Compiled Memory: Not More Information, but More Precise Instructions for Language Agents
arXiv:2603.15666v1 Announce Type: new
Abstract: Existing memory systems for language agents address memory management: how to retrieve and page more information within a context budget. We address a complementary problem — memory utility: what experience is worth keeping, and how it should change agent behavior. We present Atlas, a memory kernel that compiles accumulated task experience into an agent’s instruction structure — without fine-tuning, RAG, or human intervention. Memory is distillation, not storage; delivery is instruction rewriting, not context injection.

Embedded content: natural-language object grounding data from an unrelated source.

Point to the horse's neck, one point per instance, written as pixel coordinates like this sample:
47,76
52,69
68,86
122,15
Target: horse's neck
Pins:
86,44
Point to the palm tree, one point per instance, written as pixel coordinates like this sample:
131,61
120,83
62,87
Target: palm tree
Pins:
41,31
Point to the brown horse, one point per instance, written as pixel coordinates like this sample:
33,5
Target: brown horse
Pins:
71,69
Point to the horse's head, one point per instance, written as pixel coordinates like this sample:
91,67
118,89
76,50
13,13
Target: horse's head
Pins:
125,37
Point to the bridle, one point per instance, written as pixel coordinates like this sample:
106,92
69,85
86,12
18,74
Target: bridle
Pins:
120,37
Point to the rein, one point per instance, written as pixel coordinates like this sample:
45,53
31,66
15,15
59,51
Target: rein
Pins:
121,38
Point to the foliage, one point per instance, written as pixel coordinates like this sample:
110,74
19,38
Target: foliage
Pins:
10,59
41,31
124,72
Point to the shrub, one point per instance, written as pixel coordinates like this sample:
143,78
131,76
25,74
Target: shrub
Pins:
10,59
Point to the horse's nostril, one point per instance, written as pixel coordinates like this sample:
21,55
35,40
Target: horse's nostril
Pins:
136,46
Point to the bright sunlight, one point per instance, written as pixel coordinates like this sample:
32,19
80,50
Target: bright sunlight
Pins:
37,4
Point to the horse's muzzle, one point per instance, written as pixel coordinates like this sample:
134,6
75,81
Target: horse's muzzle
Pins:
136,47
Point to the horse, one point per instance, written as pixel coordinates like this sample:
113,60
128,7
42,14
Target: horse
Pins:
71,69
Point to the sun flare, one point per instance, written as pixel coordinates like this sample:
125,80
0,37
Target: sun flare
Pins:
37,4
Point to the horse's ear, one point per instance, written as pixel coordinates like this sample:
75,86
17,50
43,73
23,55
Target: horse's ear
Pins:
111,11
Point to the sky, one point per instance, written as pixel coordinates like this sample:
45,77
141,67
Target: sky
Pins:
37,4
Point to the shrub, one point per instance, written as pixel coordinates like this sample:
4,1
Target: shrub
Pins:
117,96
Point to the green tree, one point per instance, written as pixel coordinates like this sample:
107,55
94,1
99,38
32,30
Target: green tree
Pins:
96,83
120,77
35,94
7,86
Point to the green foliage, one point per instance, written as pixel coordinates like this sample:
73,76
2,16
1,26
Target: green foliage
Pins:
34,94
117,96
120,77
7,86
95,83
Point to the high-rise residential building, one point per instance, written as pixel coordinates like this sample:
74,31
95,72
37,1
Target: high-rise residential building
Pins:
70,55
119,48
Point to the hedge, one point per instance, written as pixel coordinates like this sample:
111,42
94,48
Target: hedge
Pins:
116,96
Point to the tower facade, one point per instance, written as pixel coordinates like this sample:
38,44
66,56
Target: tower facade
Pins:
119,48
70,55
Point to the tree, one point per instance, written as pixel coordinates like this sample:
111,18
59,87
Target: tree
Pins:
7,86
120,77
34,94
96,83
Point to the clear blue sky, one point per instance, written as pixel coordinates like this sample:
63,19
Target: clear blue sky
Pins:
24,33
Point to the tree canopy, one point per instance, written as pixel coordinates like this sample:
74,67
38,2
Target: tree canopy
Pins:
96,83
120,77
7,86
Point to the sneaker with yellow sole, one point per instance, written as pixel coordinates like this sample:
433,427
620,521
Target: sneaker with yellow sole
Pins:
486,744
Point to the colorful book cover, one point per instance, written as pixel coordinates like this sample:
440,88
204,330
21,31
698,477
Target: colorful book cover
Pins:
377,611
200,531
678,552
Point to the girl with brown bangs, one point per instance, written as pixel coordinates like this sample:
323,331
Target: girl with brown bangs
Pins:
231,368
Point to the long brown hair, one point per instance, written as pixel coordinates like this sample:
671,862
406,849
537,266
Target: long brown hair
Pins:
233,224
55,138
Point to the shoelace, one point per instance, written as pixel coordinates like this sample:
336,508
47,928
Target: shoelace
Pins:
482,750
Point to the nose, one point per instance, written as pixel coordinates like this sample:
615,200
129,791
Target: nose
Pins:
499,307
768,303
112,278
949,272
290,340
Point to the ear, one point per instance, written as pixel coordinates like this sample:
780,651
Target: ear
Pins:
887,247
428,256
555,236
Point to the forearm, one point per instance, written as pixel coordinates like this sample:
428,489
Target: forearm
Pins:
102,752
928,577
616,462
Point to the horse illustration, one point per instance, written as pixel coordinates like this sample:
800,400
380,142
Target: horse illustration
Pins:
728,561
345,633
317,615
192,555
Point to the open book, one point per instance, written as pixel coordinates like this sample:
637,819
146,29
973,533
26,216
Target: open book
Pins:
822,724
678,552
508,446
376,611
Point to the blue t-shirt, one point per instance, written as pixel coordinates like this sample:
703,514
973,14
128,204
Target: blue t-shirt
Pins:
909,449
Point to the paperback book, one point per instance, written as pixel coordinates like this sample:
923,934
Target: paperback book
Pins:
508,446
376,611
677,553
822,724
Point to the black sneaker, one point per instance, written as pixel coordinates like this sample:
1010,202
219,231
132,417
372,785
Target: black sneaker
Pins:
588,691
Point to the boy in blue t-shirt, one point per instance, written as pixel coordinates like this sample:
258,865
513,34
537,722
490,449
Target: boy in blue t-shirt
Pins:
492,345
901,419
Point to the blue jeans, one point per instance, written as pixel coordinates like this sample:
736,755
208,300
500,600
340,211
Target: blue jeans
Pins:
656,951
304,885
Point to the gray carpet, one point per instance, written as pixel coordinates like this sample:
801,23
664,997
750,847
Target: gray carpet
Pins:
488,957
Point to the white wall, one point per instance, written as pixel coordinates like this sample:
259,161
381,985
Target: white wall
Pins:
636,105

Facts extracted from agent failures and successes are verified through a three-step promotion gate and delivered by rewriting the agent’s system prompt with learned sub-bullets. On CUAD contract analysis, the evolved prompt improves GPT-4o token-level F1 by $+8.7$pp and precision by $+12.5$pp. On HotpotQA multi-hop QA, joint F1 improves $+3.16$pp. An ablation isolates the mechanism’s defining property — the training signal constraint: the evolved prompt learns exactly what it is taught, and nothing more. Applied to Claude Sonnet~4.5 using the same evolved prompt — compiled from GPT-4o errors, unchanged — joint F1 improves $+2.31$pp, with gains concentrating where Claude’s stronger baseline leaves the most room — confirming that the compiled knowledge is task-shaped, not model-shaped.